Hundstorfer: Neue Arbeitszeitrichtlinie verheerendes Signal für Soziales Europa
Utl.: Erneut werden unter dem Titel der "Flexicurity" wesentliche Verschlechterungen für die europäischen ArbeitnehmerInnen durchgesetzt
Wien (ÖGB) - "Mit der Einigung
sind die ArbeitsministerInnen weit über das Ziel hinausgeschossen - zum Nachteil
der ArbeitnehmerInnen in Europa", kommentiert ÖGB-Präsident Rudolf Hundstorfer
den Kompromiss, der heute Nacht zur Arbeitszeitrichtlinie und zur
Leiharbeitsrichtlinie von den Arbeitsministern gefunden wurde. "Letztlich ist
Großbritannien für seine jahrelange Blockadepolitik auch noch belohnt worden,
dagegen haben die Forderungen der Gewerkschaften und des EU-Parlaments im Rat
keine Berücksichtigung gefunden", kritisiert Hundstorfer.++++
"Unter Flexicurity stellen wir uns etwas anderes vor als ausschließlich
flexibilisieren ohne Sicherungen einzuführen", stellt der ÖGB-Präsident fest und
lobte jene Mitgliedstaaten, die sich bis zum Schluss den politischen
Erpressungsversuchen der Briten entgegengestellt haben, insbesondere Spanien.
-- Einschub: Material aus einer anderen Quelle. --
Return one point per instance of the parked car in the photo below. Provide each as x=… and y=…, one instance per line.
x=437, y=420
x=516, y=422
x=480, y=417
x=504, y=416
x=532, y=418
Der Mehrheit im Rat der EU-ArbeitsministerInnen hat jedoch allen wesentlichen
Forderungen der Unternehmerverbände nachgegeben: So wird die Beibehaltung der
Ausnahmemöglichkeiten ("Opt-Out") von den Höchstarbeitszeiten zu einer weiteren
Aushöhlung der Richtlinie führen. Hingegen hatten sich der Europäische
Gewerkschaftsbund (EGB) und das Europäische Parlament eindeutig für ein
Auslaufen dieses Missbrauchsinstruments ausgesprochen.
"Das Signal, das mit einer Höchstarbeitszeit von bis zu 65 Stunden gesetzt wird,
ist verheerend. Dies ist ein klarer Rückschritt für das Soziale Europa", so der
ÖGB-Präsident, der nun auf das EU-Parlament setzt: "Die Abgeordneten werden sich
hoffentlich nicht dem faulen Kompromiss der Mitgliedstaaten beugen, sondern ein
deutliches Zeichen für ihre politische Eigenständigkeit setzen."
Die ganze Diskussion über die Arbeitszeitrichtlinie in der EU wurde ursprünglich
durch die EuGH-Entscheidungen zur Arbeitsbereitschaft ausgelöst. Die nationalen
Gewerkschaftsverbände wie auch der Europäische Gewerkschaftsbund haben hier
immer Kompromissbereitschaft signalisiert, solange es um sozial ausgewogene
Lösungen unter Einbindung der Sozialpartner ging. "Was jetzt auf dem Tisch
liegt, ist jedoch sozial unausgewogen und geht einseitig zu Lasten der
ArbeitnehmerInnen", so Hundstorfer. Zukünftig soll inaktive Arbeitsbereitschaft
in der Regel keine Arbeitszeit mehr darstellen, Durchrechnungszeiten können
verlängert werden, und die Höchstarbeitszeitgrenze von durchschnittlich 48
Stunden pro Woche dürfte nun in der EU immer stärker unter Druck geraten.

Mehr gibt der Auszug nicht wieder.